Title: Republic Pictures Cutting Continuity Script Collection - Fully Processed, 1936-1950

Arrangement
Arranged chronologically by date of production.
Administrative/Biographical History
Republic Pictures was a Southern California-based film company that operated from 1935-1959, and which specialized in film serials, Westerns, and lower-budget B-movies (although it did occasionally produce more significant films, such as Orson Welles' 1948 Macbeth or the John Wayne/Maureen O'Hara The Quiet Man in 1952).
Film serials were among Republic's more prolific productions - these were episodic stories that would be shown in movie theaters before the main feature, as something of a precursor to broadcast television and derived from the serialized stories found in pulp fiction of the era. Episodes would always end on a cliffhanger (a term actually coined in reference to serials). Serials were created for a number of different genres, especially Westerns (the cheapest type to film), espionage, crime fiction, and comic book adventures, but they have become particularly associated with science fiction. (One of the early smash serial hits was the 1936 Flash Gordon, which brought the character to a wide audience.) Though many studios produced serials from the 1910s-1950s, Republic was one of the more well-known studios, notable for its choregraphed fights and (for the time) advanced special effects. Its serial characters included Dick Tracy, the Lone Ranger, Captain America, Captain Marvel, and Spy Smasher.

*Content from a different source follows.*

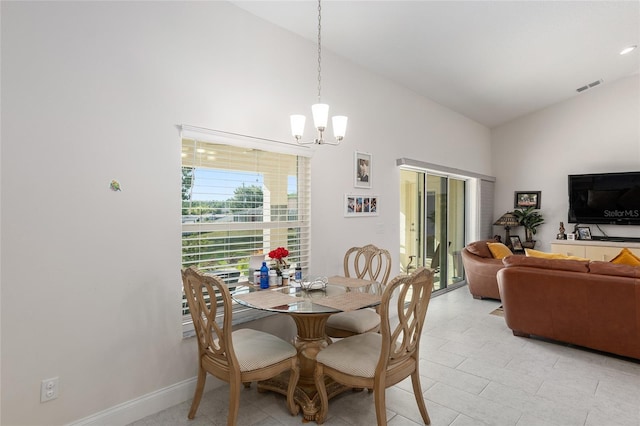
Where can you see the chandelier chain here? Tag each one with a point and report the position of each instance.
(319, 49)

Republic produced the serial Undersea Kingdom in 1936 (in direct response to Universal's Flash Gordon), directed by B. Reeves Eason and Joseph Kane and starring Ray 'Crash' Corrigan. The serial involved Corrigan (playing a U.S. Navy Lieutenant and star athlete) leading an expedition via rocket submarine to the site of Atlantis and thwarting an undersea invasion by the evil, technologically advanced Atlanteans.

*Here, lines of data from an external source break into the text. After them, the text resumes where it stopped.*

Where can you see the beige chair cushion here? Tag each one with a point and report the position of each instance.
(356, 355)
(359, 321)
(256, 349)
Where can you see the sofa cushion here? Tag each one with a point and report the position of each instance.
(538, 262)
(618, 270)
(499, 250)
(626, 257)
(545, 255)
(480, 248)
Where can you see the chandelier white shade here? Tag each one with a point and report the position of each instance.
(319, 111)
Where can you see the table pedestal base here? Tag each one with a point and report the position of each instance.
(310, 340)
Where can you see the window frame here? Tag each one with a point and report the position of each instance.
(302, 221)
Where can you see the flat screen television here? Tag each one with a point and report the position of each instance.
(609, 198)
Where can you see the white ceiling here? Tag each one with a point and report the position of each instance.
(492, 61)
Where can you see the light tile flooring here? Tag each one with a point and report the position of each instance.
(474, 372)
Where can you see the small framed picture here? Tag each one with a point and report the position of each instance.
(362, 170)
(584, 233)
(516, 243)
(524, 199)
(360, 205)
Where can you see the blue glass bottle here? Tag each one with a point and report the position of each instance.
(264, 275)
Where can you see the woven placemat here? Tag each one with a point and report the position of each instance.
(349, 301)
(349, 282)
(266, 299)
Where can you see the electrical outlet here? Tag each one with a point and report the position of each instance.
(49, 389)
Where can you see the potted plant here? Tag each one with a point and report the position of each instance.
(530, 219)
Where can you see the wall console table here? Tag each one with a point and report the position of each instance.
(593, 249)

In 1950 Republic produced Flying Disc Man From Mars, which chronicled the story of Mota, an invader from Mars who is accidentally shot out of the sky by an experimental atomic ray gun and who resolves to conquer the Earth in order to protect Mars from Earth's new atomic technology. Mota enlists the aid of Dr. Bryant (the inventor of the ray gun), but is eventually defeated by Walter Reed (the pilot who caused Mota to be shot down in the first place). The film was directed by Fred C. Bannon.